The ripple effect is larger than you think. A bookmaker would immediately slash odds in the conference and Super Bowl markets for whatever team lands Rodgers. Then the puzzle piecing continues with the recalibration of the division market. Let’s pretend it’s Rodgers to Denver. Kansas City would still be the odds-on favorite, but Denver would likely leapfrog over Los Angeles.
The Packers are an interesting correction, too. Their win totals were mostly O/U 10.5 or 11 before all this madness began and most books have taken their Green Bay totals off the board. WynnBET won’t post totals until after the NFL schedule is released, but Berg already has an idea what he would do if Rodgers departed the frozen tundra.
“It’s minimum a full win drop-off if not 1.5 wins,” Berg opined. “They’re still in a division where they can get a decent quarterback in return and stay competitive. Green Bay can still be a 10-win team. But Minnesota and Chicago have the potential to be better.

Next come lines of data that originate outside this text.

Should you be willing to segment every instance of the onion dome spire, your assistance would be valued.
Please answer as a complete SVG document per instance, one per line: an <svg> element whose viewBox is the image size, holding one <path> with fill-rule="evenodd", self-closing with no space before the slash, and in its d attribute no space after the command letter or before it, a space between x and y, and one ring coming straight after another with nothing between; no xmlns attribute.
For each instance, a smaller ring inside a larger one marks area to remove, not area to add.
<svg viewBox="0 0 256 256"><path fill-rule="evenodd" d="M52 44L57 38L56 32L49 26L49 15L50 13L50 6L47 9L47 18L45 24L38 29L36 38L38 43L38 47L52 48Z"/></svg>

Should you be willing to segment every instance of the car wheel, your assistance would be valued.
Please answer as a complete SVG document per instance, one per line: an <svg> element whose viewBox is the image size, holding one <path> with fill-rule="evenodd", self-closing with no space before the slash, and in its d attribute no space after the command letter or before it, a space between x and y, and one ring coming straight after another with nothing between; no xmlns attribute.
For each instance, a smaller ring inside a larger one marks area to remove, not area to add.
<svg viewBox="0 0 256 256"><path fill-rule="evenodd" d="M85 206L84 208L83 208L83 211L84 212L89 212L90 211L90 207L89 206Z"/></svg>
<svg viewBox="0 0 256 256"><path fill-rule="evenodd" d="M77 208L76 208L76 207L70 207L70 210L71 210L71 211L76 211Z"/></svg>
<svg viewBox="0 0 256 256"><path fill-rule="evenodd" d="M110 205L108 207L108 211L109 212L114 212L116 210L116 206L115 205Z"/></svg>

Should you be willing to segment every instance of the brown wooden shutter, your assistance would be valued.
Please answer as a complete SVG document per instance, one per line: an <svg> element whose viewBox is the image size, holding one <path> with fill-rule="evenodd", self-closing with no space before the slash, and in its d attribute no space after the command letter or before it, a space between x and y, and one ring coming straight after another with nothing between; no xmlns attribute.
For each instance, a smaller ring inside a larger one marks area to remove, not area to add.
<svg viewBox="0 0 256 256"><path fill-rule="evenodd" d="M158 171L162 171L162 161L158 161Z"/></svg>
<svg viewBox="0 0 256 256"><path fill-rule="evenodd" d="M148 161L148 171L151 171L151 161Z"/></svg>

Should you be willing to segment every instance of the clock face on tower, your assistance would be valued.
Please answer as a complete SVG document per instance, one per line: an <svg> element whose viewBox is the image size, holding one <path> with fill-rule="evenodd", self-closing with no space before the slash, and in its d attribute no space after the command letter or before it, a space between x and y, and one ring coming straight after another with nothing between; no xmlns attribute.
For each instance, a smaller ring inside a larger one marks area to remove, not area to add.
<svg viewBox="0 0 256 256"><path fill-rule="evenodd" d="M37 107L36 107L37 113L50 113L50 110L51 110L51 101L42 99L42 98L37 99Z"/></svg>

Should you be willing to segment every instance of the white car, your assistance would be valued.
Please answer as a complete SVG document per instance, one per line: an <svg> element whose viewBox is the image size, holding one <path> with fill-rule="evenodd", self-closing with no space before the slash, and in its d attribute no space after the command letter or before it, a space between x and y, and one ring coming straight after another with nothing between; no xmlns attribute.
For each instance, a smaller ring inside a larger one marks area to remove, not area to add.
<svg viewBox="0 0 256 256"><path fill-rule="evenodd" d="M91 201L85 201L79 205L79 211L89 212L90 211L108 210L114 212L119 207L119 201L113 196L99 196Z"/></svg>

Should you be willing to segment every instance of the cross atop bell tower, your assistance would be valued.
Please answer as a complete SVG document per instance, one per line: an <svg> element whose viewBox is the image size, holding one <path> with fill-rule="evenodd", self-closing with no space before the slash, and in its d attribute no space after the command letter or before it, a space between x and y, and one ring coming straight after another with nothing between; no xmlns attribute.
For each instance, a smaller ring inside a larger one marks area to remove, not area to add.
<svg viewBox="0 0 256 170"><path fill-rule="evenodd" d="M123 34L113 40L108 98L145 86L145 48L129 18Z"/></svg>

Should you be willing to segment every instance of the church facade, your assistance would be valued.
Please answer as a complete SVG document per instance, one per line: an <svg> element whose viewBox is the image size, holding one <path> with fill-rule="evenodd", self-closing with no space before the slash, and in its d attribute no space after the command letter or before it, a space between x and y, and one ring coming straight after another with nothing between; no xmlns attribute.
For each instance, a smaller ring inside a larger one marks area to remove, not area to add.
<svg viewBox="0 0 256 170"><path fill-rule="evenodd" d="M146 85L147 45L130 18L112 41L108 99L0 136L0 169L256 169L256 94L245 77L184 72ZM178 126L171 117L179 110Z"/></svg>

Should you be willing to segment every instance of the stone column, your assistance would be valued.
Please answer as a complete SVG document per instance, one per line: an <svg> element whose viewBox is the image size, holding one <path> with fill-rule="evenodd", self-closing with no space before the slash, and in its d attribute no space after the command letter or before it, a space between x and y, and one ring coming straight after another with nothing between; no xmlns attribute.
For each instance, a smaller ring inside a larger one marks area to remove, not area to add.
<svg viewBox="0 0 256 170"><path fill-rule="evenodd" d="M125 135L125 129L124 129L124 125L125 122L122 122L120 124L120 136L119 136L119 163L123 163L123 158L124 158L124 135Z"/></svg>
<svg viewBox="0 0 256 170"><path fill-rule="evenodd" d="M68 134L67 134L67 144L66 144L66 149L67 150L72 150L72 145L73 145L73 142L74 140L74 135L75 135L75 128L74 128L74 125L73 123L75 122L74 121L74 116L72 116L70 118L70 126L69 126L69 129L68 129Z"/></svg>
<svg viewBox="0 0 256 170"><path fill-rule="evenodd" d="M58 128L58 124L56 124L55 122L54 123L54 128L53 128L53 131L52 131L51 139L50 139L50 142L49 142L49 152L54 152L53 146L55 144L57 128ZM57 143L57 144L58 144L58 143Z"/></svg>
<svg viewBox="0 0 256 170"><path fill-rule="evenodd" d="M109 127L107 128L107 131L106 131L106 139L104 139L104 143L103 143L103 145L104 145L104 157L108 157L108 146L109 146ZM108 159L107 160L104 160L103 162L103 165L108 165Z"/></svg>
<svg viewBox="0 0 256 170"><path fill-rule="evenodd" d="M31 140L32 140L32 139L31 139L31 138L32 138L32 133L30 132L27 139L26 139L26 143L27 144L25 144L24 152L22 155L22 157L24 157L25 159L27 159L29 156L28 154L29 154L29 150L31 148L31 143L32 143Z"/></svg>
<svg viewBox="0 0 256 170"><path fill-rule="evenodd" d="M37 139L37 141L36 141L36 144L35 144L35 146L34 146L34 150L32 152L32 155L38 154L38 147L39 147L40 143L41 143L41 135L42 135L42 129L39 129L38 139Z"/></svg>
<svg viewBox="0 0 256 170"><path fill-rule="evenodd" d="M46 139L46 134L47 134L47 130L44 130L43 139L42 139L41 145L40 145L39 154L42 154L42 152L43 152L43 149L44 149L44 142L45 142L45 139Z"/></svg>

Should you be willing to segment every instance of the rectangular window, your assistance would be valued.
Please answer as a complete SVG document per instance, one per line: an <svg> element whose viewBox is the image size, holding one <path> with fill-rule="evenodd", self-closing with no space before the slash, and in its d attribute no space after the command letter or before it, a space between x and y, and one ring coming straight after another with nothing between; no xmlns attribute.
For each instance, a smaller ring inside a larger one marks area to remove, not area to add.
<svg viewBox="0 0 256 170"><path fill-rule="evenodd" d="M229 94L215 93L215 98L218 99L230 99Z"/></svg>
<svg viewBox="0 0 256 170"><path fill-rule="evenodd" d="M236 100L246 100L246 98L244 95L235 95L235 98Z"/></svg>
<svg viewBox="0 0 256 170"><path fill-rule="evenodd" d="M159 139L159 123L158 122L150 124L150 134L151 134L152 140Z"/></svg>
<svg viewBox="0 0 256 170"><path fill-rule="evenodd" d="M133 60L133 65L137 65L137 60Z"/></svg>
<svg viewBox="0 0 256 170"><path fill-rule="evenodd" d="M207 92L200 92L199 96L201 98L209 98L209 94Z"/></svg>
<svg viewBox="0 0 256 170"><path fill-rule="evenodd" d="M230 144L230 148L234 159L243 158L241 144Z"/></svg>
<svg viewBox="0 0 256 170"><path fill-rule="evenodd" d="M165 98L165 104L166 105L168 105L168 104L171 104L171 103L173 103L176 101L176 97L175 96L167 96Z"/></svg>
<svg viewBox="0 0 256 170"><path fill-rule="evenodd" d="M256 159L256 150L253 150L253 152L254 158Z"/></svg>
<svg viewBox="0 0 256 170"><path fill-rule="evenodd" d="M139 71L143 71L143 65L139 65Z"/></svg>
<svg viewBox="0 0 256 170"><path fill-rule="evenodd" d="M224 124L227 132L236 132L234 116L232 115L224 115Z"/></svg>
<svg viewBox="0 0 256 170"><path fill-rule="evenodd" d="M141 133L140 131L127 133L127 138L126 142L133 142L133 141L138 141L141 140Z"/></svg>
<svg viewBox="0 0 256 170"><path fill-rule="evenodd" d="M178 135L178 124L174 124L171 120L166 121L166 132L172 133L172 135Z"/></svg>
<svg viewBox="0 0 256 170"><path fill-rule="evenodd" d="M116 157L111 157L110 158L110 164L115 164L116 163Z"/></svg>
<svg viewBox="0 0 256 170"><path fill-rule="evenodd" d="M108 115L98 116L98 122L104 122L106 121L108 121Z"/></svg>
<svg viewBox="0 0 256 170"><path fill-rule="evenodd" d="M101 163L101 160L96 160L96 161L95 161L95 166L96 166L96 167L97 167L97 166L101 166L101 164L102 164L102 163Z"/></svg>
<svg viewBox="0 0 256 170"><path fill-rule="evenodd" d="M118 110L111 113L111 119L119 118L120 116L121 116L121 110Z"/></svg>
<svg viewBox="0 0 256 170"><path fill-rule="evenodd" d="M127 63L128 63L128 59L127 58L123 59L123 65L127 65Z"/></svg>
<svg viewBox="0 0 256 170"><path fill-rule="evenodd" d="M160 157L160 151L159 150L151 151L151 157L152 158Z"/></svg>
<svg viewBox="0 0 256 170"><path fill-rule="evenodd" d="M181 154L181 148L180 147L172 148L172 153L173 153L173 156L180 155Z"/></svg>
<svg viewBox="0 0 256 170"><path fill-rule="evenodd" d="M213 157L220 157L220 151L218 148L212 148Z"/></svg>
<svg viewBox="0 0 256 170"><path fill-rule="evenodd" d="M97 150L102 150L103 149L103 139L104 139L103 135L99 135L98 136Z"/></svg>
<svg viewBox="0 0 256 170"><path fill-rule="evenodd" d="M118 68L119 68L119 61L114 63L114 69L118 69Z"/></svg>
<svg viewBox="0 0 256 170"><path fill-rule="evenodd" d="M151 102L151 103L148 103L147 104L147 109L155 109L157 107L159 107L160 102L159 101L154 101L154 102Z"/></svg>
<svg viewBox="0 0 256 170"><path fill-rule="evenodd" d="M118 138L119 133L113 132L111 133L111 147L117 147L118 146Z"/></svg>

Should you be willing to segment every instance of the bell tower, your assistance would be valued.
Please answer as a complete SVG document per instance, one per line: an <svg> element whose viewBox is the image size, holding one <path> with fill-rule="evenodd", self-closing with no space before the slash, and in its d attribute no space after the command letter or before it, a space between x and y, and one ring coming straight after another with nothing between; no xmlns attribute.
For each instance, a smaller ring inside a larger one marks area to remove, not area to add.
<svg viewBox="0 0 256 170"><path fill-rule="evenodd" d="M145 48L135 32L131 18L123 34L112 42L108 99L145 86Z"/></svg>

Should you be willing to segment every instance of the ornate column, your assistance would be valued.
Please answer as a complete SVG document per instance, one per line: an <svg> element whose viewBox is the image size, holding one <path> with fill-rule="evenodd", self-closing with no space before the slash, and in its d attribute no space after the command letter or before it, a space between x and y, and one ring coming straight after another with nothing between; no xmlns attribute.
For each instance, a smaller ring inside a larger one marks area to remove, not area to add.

“If the market says 9 on the Packers win total, I’ll be at 8.5 with heavy juice on the ‘Over,'” Berg said. “I want to write my first bets on ‘Over.’ Without Aaron Rodgers, the Packers are barely favored to win the NFC North. The Vikings and Bears are suddenly a lot more dangerous with No. 12 out of the way.”
It’s very rare an all-world NFL quarterback hits the open market, but we saw a similar situation back in 2012 when Hall of Famer Peyton Manning signed with — you guessed it — Denver.
“We definitely made adjustments to the Broncos when they brought in Peyton,” Berg recalled. “That particular team was loaded on defense, though. We were probably around the 15- or 20-to-1 range then moved in to 7-to-1. But this is way different if Rodgers ends up in Denver. I saw 75-to-1 on the Broncos last week before all these rumors started. They would probably settle at 10-to-1 or less if a deal gets done.”
Berg thinks a Rodgers relocation is inevitable.
“I really think he’s gone,” he admitted. “I don’t expect him to be back in Green Bay. They have really disrespected this guy for years and years. It never made any sense to me. He may not be the easiest person to deal with, but he’s an MVP candidate every year. You can’t find an Aaron Rodgers anywhere.
“The Packers are going to get a big trade offer and they won’t be able to say no,” Berg continued. “They’ll be able to build the team however they want. So I already raised the Packers from 9-to-1 to 18-to-1 and dropped the Broncos from 60 all the way to 18.
“You don’t want to take a dime bet on Denver at 60-to-1 odds. That can’t happen. Rodgers would completely change the dynamic of that team and when there’s smoke, there’s fire. You have to make the necessary adjustments to get ahead of a trade and the influx of bets.”